In the first quarter of 2013, real GDP grew by 7.8% from the same period last year, making the Philippines the fastest growing country in Asia, ahead of China, mainly due to strong manufacturing and construction sectors, increased government spending and strong domestic demand.
The Philippine economy is expected to expand by 7% in 2013, according to the IMF.
Despite the robust economic growth, the nationwide unemployment rate rose to 7.5% in April 2013 from 6.9% last year, according to the Labor Force Survey of the National Statistics Office (NSO). From an average of 11.4% from 2000 to 2005, the jobless rate dropped to an average of 7.4% from 2006 to 2012.
The country’s budget deficit stood at PHP242.8 billion (US$5.54 billion) in 2012, equivalent to about 2.3% of GDP. In June 2013, the government’s total budget deficit amounted to PHP8.5 billion (US$194 million), far below the PHP11.6 billion (US$265 million) shortfall seen a year ago.
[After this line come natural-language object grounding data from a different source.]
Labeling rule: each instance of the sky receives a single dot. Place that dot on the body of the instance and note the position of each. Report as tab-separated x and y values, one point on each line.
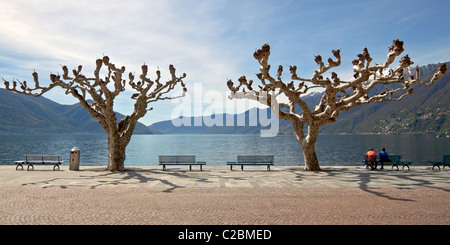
210	40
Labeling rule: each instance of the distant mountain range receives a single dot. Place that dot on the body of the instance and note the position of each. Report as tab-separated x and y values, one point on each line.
22	114
427	111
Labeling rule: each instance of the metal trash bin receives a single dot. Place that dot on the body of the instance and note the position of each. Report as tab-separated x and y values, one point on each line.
74	159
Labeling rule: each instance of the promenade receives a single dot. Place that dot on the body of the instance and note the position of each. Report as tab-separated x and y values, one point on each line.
217	196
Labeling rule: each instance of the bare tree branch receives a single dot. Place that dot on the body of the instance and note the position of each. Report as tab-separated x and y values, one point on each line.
338	95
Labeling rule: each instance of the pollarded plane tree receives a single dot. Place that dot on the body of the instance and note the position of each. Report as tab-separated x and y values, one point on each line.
96	94
337	96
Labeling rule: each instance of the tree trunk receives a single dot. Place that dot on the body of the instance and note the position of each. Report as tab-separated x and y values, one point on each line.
116	153
310	157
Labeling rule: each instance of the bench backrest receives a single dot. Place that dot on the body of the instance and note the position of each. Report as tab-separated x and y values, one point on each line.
255	159
395	158
446	158
176	159
42	158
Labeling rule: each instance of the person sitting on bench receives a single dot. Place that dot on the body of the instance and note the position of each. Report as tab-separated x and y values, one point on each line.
371	157
382	157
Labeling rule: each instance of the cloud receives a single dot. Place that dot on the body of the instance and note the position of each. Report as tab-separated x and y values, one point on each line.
210	41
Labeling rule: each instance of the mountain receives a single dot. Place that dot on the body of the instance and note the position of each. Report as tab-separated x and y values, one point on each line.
22	114
427	111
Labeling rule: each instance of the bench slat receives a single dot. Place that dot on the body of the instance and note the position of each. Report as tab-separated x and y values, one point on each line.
255	160
31	159
179	160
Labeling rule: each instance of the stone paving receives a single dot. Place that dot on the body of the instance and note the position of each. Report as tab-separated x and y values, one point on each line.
216	195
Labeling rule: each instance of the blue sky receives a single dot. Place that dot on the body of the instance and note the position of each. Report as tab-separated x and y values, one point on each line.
211	41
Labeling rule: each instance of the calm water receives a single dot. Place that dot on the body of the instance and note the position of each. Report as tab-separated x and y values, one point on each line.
144	150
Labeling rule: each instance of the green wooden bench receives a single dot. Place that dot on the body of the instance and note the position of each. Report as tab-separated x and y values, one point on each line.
445	162
394	160
39	159
254	160
180	160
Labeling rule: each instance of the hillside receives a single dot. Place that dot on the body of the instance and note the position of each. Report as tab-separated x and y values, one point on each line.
427	111
22	114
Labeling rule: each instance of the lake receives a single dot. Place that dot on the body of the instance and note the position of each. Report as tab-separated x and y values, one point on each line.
216	150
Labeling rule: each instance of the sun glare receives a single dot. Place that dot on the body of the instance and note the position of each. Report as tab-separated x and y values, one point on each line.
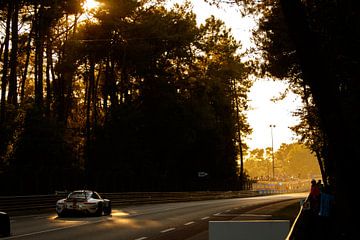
89	5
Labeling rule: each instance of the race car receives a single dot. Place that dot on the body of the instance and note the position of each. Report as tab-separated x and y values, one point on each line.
84	202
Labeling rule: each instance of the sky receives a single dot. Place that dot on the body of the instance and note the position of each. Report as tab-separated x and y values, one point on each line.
262	112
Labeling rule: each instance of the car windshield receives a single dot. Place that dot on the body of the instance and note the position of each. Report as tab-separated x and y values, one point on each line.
83	195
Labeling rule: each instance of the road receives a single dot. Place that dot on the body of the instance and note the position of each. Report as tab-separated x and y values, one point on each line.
183	221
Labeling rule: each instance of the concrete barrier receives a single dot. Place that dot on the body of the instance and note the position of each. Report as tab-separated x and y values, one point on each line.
249	230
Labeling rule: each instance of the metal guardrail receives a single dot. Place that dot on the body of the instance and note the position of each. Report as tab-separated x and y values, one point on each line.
18	204
292	232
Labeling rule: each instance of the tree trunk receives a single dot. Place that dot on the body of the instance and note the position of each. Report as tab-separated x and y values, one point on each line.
27	61
4	79
338	119
12	96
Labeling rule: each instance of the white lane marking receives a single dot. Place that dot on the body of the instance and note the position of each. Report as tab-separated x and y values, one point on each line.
142	238
53	230
168	230
189	223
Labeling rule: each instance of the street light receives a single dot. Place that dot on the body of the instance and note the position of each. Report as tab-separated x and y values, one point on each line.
272	148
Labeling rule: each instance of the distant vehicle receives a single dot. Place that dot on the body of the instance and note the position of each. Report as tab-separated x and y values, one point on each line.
83	201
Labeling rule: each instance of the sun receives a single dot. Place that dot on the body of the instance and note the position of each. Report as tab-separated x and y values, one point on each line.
89	5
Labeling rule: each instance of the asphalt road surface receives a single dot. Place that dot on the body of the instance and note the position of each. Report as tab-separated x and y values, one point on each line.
170	221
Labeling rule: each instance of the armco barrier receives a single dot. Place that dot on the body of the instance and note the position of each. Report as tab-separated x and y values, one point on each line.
18	204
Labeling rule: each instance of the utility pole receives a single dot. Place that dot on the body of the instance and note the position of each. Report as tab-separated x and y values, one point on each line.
272	148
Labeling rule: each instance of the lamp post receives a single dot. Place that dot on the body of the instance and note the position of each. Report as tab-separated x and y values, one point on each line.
272	148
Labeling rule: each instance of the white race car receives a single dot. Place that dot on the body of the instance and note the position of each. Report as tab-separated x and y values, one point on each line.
83	201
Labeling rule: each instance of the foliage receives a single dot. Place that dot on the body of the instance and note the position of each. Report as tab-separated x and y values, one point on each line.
136	98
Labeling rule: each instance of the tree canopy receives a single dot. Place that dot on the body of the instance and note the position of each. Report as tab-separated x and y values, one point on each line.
132	96
315	45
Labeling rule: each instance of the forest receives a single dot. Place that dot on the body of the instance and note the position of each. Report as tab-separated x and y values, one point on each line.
132	96
291	162
315	46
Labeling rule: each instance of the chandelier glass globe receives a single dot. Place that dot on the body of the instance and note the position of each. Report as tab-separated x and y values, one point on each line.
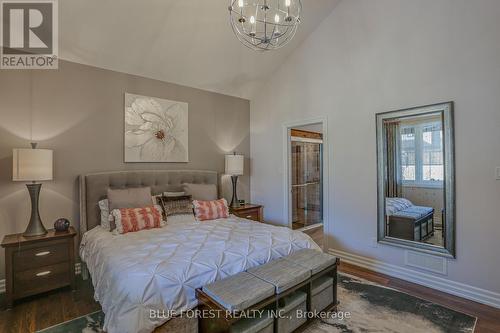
265	24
The Bangko Sentral ng Pilipinas (BSP), the country’s central bank, kept policy interest rates unchanged in March 2013, because inflationary pressures remain low. The reverse repurchase facility (RRP) or the overnight borrowing rate was maintained at 3.5%. Likewise, the repurchase facility (RP) or the overnight lending rate was kept unchanged at 5.5%.
Headline inflation was 2.8% in June 2013, slightly up from 2.6% in the past two months, according to the BSP. The Philippines had an average inflation rate of 4% from 2009 to 2012.
The PHP10-billion pork barrel scam is now sparking outrage among Filipinos. Janet Lim-Napoles, a longtime military contractor, has been implicated in arranging fake deliveries of goods to NGOs selected by senators and congressmen as recipients of their pork fund allocation. The pork barrel stemmed from the Priority Development Assistance Fund (PDAF), supposedly a “lump-sum appropriation in the annual General Appropriations Act to fund the priority development programs and projects of the government”, according to the Department of Budget and Management (DBM). Since the time of Marcos, these pork allocations have grown and grown, and have become a primary method for the presidency to secure support from the legislature. Napoles’method was simple: offer a to return 60% of the money to the congressman’s private account, keeping 20% for herself, leaving at most 20% for the unfortunate designated recipients, many of whom never received anything. This is the most sensational corruption scandal in recent Philippine history.
#1 JOANNE ALMADEN | October 14, 2013
This is well thought post! very detailed and concise.
Just a clarification, you have mentioned in your post the expression "in real terms" such as xx% (xx% in real terms), what do you mean by "in real terms" here?